Quelques heures plus tard, plusieurs Mercedes G-Wagons, aux côtés d’un cortège régulier de McLaren, de Porsche et de Range Rover, se sont arrêtés devant l’entrée arrière du restaurant mexicain local préféré de Pratt, Don Antonio’s, pour sa soirée électorale. La contradiction semblait perdue sur une grande partie de la liste des invités du parti, qui comprenait le procureur du district de Los Angeles, Nathan Hochman, l’ancien chef du LAPD, Charlie Beck, Jenny McCarthy, Adam Carolla et David Foster.
Pratt a passé toute sa campagne à se présenter comme un populiste, luttant au nom des Angelenos ordinaires contre une classe dirigeante détachée composée de riches élites de Los Angeles. Pourtant, bon nombre de ceux qui ont financé, amplifié et célébré sa candidature étaient eux-mêmes des habitants de l’extérieur ou de riches acteurs du pouvoir du Westside – ces mêmes personnes que Pratt se moquait en les qualifiant de « Brigade G-Wagon ». Et les voilà, rassemblés chez Don Antonio pour une soirée électorale exclusive où des dizaines de partisans ordinaires de Pratt – et la plupart des membres de la presse – ont été refoulés à la porte.
Ils sont tous venus célébrer Pratt, qui s’est transformé pendant un bref instant ce printemps en l’une des forces les plus perturbatrices de la politique de Los Angeles, rassemblant une coalition improbable de victimes des incendies de forêt, de conservateurs nationaux, de propriétaires mécontents du Westside, de personnalités de podcasts de la bro-culture, de militants des droits des animaux, de participants du 6 janvier et, selon Pratt, de membres de gangs. Il a construit la campagne presque entièrement en ligne, inondant les réseaux sociaux de vidéos incendiaires générées par l’IA et d’un flux incessant de clips illustrant l’itinérance, la criminalité de rue et le désordre urbain.
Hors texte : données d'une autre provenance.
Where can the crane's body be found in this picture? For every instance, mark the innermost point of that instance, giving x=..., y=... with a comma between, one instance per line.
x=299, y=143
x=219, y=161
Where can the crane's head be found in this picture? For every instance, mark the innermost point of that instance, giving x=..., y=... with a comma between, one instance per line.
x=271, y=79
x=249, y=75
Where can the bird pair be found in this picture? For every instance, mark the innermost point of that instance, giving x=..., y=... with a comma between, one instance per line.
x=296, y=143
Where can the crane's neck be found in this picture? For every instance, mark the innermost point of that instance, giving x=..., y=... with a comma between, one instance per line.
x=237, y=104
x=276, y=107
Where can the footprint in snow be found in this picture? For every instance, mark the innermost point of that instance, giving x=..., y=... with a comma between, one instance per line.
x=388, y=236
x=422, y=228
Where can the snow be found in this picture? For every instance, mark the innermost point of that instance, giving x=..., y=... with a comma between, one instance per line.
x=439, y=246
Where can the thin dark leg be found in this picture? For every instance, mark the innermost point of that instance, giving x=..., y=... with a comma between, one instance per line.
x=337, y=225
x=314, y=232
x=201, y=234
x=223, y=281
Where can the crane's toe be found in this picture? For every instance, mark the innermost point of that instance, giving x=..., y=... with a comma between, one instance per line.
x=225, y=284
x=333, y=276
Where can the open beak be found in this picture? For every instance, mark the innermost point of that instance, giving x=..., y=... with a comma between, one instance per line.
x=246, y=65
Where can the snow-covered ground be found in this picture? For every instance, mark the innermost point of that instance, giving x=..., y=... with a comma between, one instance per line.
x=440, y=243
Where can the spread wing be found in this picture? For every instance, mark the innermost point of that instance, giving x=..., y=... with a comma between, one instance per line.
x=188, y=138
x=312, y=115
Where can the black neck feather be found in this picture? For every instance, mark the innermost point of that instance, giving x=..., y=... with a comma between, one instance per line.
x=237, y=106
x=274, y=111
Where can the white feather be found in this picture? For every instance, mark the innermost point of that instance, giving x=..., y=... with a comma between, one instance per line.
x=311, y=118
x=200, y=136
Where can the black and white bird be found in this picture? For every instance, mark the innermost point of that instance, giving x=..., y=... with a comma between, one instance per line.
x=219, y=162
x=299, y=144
Pratt s’est plaint de « dents financées par les contribuables pour les amateurs de méthamphétamine » et de « chattes gratuites pour les migrants transgenres » tout en accusant la maire Karen Bass d’avoir laissé sa maison brûler lors des incendies de forêt de 2025.
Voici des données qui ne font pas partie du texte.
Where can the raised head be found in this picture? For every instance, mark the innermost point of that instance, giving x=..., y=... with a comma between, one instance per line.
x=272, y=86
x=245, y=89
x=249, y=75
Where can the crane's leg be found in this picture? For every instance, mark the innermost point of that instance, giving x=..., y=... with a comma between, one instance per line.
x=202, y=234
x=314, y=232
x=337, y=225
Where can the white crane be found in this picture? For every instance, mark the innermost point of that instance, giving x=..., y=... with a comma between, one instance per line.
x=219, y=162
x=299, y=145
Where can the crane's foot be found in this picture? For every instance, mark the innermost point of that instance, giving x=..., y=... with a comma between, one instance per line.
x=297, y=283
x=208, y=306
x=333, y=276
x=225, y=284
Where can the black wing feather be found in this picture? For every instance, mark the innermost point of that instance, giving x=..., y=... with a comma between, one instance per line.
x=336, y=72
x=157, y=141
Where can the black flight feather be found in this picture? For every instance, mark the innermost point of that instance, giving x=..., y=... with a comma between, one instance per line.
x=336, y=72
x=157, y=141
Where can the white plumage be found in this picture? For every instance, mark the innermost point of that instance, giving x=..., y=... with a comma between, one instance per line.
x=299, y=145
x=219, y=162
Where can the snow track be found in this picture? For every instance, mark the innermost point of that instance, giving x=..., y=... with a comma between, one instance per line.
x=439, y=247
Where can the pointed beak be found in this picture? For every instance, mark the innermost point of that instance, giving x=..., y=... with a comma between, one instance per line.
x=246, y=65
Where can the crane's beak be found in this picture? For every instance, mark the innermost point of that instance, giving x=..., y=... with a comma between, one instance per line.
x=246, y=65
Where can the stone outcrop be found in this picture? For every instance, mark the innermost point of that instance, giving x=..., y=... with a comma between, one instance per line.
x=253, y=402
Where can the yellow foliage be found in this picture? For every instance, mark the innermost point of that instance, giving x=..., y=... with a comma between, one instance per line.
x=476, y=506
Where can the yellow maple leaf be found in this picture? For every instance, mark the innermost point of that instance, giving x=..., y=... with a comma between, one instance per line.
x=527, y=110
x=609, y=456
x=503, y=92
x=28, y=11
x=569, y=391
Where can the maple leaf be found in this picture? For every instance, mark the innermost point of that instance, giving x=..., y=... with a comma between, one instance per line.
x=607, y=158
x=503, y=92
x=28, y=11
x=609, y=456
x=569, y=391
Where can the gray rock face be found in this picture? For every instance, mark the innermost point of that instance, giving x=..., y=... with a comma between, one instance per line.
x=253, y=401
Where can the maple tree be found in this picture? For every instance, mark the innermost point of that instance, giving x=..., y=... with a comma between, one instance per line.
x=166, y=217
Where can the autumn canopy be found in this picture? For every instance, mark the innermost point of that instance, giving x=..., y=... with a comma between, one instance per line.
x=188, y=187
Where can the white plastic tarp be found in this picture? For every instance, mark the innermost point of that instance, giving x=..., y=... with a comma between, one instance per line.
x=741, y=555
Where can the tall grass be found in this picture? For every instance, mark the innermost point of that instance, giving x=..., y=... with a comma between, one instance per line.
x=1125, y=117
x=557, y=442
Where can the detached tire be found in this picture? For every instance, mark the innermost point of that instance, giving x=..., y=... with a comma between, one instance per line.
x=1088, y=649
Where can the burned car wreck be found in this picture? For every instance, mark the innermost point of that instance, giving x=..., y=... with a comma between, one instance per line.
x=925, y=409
Les experts ont félicité le candidat pour avoir communiqué de manière plus authentique que les politiciens traditionnels et pour avoir largement concentré son message sur deux questions à forte résonance émotionnelle : la réponse de la ville aux incendies de forêt de 2025 et la crise des sans-abri à Los Angeles.
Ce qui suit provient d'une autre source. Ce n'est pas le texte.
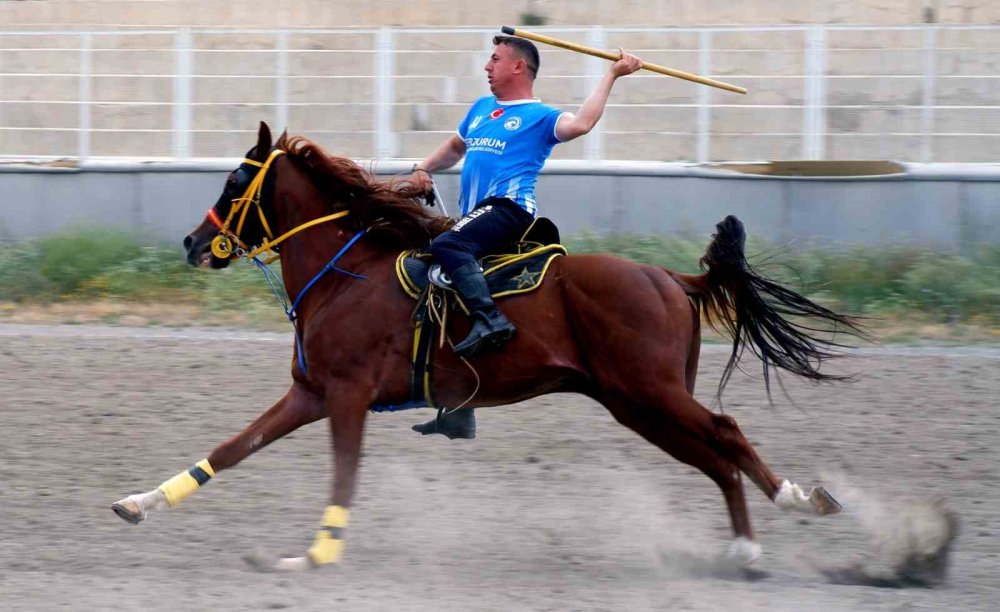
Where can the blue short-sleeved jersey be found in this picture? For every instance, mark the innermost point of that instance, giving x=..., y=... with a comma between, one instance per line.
x=506, y=145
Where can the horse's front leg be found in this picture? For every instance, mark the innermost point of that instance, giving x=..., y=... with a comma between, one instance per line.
x=347, y=418
x=297, y=408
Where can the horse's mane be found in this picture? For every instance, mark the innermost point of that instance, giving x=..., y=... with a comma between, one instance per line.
x=391, y=211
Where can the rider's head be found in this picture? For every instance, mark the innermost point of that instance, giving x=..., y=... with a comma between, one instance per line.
x=513, y=64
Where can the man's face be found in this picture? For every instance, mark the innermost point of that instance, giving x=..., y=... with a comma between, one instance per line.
x=503, y=68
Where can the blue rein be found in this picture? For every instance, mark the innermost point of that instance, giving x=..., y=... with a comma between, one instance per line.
x=290, y=312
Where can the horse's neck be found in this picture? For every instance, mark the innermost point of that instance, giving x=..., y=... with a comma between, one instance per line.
x=304, y=254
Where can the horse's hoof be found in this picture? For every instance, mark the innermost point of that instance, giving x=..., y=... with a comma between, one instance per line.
x=823, y=502
x=743, y=551
x=286, y=564
x=129, y=510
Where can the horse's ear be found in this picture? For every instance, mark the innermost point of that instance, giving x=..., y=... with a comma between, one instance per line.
x=263, y=140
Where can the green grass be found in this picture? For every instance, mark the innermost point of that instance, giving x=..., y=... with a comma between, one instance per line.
x=901, y=283
x=85, y=264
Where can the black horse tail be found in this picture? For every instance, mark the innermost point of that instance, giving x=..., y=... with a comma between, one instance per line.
x=782, y=328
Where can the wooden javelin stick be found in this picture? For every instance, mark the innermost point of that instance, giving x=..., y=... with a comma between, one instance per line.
x=555, y=42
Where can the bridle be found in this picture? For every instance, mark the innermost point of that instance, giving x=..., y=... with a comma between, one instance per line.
x=228, y=242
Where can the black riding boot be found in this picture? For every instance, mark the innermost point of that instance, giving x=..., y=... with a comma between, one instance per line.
x=457, y=424
x=490, y=328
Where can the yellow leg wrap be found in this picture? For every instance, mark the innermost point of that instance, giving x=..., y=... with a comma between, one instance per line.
x=186, y=483
x=328, y=545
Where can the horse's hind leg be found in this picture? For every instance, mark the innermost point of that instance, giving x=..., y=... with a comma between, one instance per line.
x=675, y=433
x=715, y=445
x=297, y=408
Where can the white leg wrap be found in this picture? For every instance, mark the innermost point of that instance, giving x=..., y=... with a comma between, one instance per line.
x=791, y=498
x=141, y=503
x=744, y=551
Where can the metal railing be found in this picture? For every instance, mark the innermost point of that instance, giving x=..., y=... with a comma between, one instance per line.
x=911, y=93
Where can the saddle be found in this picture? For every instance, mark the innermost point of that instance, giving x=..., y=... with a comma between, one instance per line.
x=520, y=270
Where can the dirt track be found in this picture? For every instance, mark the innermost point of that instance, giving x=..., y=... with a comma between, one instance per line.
x=553, y=507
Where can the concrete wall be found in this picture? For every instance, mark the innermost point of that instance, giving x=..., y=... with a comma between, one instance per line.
x=945, y=205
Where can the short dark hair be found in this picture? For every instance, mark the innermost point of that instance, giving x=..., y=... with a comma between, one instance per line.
x=525, y=48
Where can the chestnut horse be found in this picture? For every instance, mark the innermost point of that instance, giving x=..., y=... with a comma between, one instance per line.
x=622, y=333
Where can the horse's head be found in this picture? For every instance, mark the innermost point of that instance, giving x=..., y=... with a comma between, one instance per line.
x=242, y=216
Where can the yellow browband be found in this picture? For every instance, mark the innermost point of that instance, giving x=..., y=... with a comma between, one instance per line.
x=222, y=245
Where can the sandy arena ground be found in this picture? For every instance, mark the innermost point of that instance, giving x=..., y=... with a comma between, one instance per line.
x=553, y=507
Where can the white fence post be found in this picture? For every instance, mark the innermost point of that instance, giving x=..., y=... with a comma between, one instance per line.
x=814, y=103
x=281, y=81
x=86, y=84
x=927, y=102
x=385, y=68
x=704, y=96
x=182, y=93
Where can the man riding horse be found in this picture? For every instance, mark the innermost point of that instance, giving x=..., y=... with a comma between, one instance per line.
x=505, y=139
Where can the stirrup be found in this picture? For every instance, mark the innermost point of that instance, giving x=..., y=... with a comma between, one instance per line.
x=451, y=424
x=486, y=335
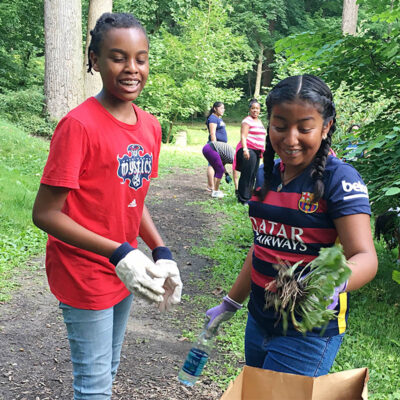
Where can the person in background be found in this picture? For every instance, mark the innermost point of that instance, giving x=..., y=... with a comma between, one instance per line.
x=216, y=133
x=218, y=154
x=248, y=151
x=102, y=157
x=296, y=210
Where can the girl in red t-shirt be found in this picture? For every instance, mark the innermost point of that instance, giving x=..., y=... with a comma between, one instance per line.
x=91, y=203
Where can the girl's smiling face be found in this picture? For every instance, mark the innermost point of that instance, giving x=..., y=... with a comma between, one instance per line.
x=296, y=130
x=220, y=110
x=123, y=63
x=255, y=110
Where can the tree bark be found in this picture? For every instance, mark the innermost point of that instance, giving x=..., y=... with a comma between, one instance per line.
x=349, y=17
x=92, y=81
x=63, y=56
x=257, y=87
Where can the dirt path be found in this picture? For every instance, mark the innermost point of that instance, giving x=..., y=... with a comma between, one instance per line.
x=34, y=353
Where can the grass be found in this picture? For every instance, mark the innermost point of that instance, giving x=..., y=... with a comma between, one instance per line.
x=373, y=335
x=21, y=162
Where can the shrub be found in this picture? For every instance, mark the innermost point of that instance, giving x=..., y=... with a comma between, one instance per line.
x=26, y=109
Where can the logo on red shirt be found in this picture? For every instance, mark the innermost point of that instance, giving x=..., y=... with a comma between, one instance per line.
x=135, y=166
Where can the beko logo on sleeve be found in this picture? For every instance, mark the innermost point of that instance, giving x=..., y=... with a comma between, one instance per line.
x=354, y=187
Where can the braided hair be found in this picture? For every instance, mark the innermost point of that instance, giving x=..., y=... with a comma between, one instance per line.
x=106, y=22
x=311, y=89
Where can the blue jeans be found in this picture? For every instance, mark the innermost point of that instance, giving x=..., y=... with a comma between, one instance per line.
x=300, y=355
x=95, y=338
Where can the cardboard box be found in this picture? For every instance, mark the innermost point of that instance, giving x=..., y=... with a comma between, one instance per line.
x=260, y=384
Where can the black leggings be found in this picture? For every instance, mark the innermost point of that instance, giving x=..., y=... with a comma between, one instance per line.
x=248, y=170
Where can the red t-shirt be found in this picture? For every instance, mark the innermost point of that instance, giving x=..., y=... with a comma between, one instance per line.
x=107, y=164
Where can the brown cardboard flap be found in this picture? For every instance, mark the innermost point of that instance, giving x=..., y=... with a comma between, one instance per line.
x=259, y=384
x=348, y=384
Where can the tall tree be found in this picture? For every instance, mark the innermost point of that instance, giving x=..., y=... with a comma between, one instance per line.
x=63, y=56
x=349, y=17
x=92, y=81
x=189, y=72
x=257, y=20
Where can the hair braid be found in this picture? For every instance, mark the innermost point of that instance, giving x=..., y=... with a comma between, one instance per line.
x=321, y=157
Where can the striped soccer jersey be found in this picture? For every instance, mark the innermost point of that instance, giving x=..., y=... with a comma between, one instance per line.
x=287, y=225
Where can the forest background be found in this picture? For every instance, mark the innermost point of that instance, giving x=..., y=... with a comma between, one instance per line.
x=202, y=51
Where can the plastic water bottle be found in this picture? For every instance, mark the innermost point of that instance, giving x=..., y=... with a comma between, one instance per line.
x=197, y=358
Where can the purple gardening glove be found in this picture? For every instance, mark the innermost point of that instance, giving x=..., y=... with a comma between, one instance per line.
x=222, y=312
x=335, y=297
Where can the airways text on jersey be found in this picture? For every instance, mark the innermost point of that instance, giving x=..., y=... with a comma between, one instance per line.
x=275, y=235
x=135, y=166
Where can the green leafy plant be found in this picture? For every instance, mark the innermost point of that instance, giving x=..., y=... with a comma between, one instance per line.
x=308, y=296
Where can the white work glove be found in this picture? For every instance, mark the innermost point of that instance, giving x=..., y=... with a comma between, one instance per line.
x=138, y=272
x=172, y=283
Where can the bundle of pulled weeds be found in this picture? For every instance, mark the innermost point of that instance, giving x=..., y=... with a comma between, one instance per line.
x=303, y=293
Mais dimanche soir, la dernière tentative de réinvention de l’ancienne star de télé-réalité – une campagne de longue haleine pour la mairie de Los Angeles – avait effectivement échoué. Son avance précoce sur le membre du conseil Nithya Raman a disparu alors que les bulletins de vote par correspondance ont remodelé la course. L’Associated Press a annoncé la course pour Raman and Bass lundi soir.